There are arguments that bus franchising, as in Transport for London, would be a better way of ensuring that there are bus operators on all essential routes. Under such a system, the local authority maps out the routes with service frequency. The private companies (or another entity such as a community or bus-users co-op) would bid for a franchise on those routes. This gives the public authority greater control, but it might still be difficult to get franchisees for the less- frequented routes. Franchises so far are successful in urban areas.
An over-riding problem is that most voters are much more concerned about using the roads as car-drivers than as users of buses. ‘Fix the potholes’ tends get a more positive response in local canvassing than ‘give us more rural buses’. Climate change will be fixed, most people assume, by more electric cars. But the public has yet to realise that in order to reach carbon-reduction targets in time, a total change in how we get about will be necessary. This should mean much greater investment in communal means of travel: rail, bus and tram.
But people do not trust the frequency of buses. Even with all the advantages of electronic notification, there are too many unexplained cancellations. One waits, standing, at a windswept bus stop in winter for an advertised bus that does not appear. A few days later, after telephonic enquiry, the explanation is ‘driver sickness’ or ‘bus breakdown’. Indeed our old diesel buses here in Ashford are reputedly passed on from Guildford, and they will finish their life passed on to Sittingbourne, so goes the bus stop legend. Driver shortage is one of the reasons Stagecoach is giving for their current round of cuts. Are the drivers deserting for better-paid HGV driving?
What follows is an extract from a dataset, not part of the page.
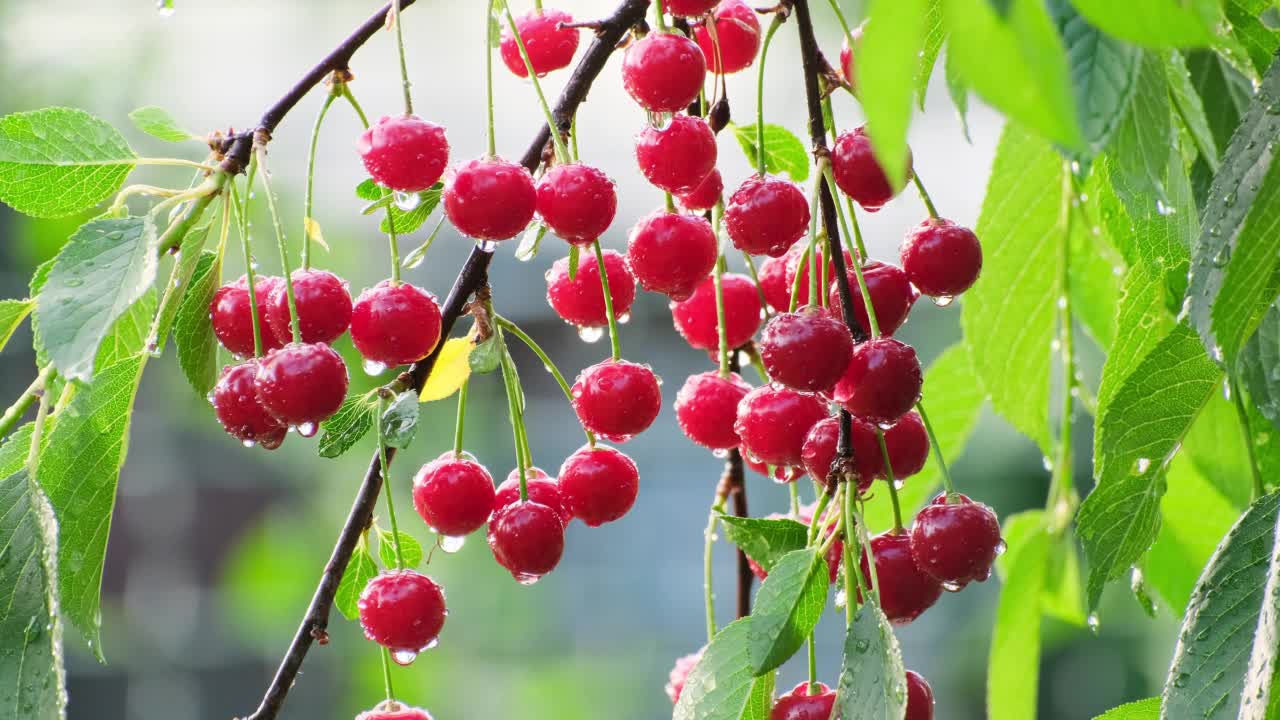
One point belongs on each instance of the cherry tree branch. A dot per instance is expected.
(471, 278)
Improvements are on the way
However, improvements are on the way with two rapid bus transport experiments in Kent called ‘Fastrack’, using Enviro buses. The one near Ebbsfleet and the Dartford Tunnel began in 2006. Services now are:
“On 23 August 2021 the 24-hour route AZ was added to the network serving the new Amazon LCY3 distribution centre in Dartford. The route runs between Dartford and Gravesend up to every 15 minutes, 24 hours a day. The route is operated by Go-Coach using Alexander Dennis Enviro400 vehicles. This service will only run until April 2022, at which point Kent County Council will adopt both routes A and AZ as part of its own network, alongside route B.”
A similar Fastrack service is about to start construction in 2022 connecting Dover and Whitfield. Meanwhile in Guildford they are already enjoying a fleet of nine electric buses. So the bus stop gossip, while coughing in the diesel fumes of the old Stagecoach, is that eventually these electric buses will come to Kent!